As mortgage rates remain elevated, and housing inventory increase, unsupported rapid home price growth could moderate in the second half of 2022, according to Fitch Ratings.

On a year-to-year basis as of May 2022, home prices grew annually by 19.8% and were overvalued by, according to Fitch. The May reading compares with the peak price growth of 20.6% in April 2022, the rating agency said, citing the Case Shiller Home Price Index. In a separate valuation, home valuations grew by about 8.8% in May on a year-to-year basis, Fitch said.

Further, Fitch noted that national home prices were overvalued by 11.0% for 1Q22 on a population-weighted average (WA) basis, compared with 9.2% in 4Q21. Housing affordability could continue to deteriorate, as mortgage rates and home prices continue to escalate, Fitch analyst Jian Mao wrote in the report, "U.S. RMBS Sustainable Home Price Report."

Affordability narrows with inflation, rate movement

Homeownership has proven to be more difficult as prices and borrowing rates increase, according to Fitch. As of August 4, the 30-year fixed mortgage rate was 5.0%, slightly off of its peak of 5.8% in June. For that month, Fitch estimated, mortgage payments were 25% of income, the rating agency said.

Not only did this exceed the highest level seen during the Great Financial Crisis, but appears to be the fallout of two major forces at work in the economy right now: the Federal Reserve's rate raising campaign to rein inflation, and a Consumer Price Index that appears to be stuck at historic highs.

The U.S. Bureau of Labor Statistics reported on Wednesday that the Consumer Price Index rose 8.5% over the last 12 months, unchanged from June.
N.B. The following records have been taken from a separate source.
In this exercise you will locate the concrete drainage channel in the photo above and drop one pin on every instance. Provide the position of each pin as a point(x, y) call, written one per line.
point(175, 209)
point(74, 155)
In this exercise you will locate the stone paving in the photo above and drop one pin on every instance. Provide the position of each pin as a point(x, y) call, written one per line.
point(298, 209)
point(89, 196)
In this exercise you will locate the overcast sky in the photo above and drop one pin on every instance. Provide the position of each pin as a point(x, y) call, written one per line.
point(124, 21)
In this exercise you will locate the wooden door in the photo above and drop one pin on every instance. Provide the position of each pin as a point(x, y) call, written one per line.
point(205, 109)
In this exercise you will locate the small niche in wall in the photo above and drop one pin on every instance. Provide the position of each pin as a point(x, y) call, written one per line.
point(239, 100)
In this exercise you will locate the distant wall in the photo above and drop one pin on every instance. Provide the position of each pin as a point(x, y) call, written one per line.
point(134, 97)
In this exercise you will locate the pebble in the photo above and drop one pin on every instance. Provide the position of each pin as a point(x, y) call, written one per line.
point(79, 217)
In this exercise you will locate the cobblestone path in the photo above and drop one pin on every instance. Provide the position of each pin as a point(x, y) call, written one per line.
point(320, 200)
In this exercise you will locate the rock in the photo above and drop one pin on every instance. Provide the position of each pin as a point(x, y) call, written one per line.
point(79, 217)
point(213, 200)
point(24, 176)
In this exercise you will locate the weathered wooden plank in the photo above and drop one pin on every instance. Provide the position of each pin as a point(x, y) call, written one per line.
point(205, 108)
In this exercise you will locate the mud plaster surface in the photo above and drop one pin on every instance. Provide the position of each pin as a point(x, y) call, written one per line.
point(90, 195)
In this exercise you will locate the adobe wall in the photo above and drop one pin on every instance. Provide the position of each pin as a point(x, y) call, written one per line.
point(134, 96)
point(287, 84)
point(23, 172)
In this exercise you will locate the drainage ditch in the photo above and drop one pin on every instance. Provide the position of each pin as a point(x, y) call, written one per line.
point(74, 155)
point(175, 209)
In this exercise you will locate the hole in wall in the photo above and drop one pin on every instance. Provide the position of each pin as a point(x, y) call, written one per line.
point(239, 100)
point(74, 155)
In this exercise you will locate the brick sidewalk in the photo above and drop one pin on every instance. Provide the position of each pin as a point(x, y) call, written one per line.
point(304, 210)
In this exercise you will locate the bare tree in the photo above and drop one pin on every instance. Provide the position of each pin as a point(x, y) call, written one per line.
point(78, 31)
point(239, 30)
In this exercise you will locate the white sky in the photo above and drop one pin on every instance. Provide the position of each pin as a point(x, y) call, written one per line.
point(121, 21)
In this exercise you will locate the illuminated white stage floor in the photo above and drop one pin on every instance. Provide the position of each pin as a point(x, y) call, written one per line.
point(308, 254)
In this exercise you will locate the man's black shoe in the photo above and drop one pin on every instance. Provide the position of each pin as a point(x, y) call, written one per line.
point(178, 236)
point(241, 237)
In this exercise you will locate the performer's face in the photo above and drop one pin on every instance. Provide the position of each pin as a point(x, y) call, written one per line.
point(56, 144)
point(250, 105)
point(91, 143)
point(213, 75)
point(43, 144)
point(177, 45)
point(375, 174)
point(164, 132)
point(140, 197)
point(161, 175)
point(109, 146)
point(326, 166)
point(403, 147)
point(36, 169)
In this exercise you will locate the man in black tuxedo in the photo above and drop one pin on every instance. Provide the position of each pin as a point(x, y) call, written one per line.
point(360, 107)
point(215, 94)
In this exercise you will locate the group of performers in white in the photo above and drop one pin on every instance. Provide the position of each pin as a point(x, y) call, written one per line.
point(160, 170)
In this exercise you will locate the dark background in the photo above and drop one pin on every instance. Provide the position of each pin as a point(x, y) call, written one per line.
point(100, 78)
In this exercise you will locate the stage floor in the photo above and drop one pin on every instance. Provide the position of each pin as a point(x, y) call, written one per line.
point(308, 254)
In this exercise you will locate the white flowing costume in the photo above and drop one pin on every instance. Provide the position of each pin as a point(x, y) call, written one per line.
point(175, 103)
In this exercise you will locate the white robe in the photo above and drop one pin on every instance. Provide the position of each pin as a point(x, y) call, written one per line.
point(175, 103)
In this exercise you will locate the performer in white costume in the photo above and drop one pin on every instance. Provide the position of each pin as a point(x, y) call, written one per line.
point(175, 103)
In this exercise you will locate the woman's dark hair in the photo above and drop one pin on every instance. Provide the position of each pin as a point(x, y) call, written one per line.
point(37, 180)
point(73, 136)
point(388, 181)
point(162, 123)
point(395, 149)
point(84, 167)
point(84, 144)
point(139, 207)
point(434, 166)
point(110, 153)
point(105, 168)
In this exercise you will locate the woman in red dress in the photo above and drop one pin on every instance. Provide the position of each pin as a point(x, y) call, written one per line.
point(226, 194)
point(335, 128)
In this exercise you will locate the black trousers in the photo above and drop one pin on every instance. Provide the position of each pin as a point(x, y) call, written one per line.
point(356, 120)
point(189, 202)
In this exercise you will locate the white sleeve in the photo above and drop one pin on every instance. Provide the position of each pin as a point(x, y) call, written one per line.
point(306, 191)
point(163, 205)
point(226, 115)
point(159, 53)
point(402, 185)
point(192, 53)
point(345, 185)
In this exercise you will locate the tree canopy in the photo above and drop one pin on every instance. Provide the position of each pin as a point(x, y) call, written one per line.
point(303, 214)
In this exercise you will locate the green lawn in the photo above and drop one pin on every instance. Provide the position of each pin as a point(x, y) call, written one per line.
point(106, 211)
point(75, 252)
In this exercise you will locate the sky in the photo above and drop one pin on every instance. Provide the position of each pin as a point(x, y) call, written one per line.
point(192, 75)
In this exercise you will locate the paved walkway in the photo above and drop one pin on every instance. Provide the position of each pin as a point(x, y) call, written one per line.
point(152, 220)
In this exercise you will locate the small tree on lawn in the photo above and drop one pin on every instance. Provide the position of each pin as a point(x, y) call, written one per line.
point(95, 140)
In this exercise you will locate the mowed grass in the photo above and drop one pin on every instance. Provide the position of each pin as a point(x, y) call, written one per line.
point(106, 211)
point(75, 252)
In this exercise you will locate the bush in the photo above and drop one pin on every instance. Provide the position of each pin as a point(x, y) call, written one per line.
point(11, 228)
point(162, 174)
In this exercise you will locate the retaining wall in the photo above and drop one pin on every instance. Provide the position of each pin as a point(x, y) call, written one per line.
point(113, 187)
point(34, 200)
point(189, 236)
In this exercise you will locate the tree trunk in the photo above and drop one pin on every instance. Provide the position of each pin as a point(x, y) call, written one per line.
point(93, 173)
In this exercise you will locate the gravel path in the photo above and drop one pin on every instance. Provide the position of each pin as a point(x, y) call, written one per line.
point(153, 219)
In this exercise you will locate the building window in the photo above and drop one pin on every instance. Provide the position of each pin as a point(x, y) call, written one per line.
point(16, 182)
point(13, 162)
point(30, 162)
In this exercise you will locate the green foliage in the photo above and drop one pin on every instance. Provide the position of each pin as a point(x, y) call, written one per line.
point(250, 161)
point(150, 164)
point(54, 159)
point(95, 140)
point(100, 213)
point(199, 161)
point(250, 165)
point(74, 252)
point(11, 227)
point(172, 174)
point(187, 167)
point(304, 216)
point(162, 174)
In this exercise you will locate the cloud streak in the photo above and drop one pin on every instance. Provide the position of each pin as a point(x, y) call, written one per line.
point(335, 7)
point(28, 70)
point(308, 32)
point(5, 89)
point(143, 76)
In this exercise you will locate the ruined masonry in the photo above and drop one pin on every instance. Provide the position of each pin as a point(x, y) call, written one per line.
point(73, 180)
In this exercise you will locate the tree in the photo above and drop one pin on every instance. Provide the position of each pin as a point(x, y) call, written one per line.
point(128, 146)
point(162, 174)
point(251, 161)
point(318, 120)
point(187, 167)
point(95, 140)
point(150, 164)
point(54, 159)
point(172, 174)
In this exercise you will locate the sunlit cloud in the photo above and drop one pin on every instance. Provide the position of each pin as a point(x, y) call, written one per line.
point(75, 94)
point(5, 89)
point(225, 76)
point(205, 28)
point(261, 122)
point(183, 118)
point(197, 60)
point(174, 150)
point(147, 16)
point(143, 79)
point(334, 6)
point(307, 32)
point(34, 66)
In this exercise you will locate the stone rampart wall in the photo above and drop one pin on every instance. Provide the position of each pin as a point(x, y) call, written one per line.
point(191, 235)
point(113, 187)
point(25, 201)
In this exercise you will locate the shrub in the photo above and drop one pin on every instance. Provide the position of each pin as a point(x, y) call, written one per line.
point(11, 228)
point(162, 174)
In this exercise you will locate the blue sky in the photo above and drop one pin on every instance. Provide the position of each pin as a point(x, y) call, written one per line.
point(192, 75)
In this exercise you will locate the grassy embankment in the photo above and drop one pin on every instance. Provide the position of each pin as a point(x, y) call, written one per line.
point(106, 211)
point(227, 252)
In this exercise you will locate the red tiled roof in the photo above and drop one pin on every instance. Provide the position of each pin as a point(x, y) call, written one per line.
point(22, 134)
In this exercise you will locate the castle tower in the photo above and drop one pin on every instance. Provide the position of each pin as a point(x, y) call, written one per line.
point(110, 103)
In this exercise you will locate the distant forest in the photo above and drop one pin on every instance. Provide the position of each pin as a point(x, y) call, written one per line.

This comes just several weeks after the Federal Reserve raised overnight borrowing rates by 0.75 basis points. In remarks days after the move Federal Reserve Chairman Jerome Powell noted that markets are working in an orderly way, and that employment and economic activity still paint a decent picture. Powell did, however, note concern for average Americans—and those existing on the lower end of the income spectrum—who are suffering from the effects of high inflation.

Members of the middle class and those who are better off might have some resources to absorb price increases, Powell noted, but many people do not have those resources.

"We understand how painful it is," Powell said. In response, the that realization, he added, "We are assigned uniquely and unconditionally the obligation of providing price stability to the American people. And we're going to use our tools to do that."

Meanwhile, Fitch noted that purchase applications are signaling a weaker housing demand. Home purchase activity plummeted to the lowest level since 2015, Fitch said, citing the Mortgage Bankers Association's purchase index. The index had declined by 18% in June 2022, compared with a year ago.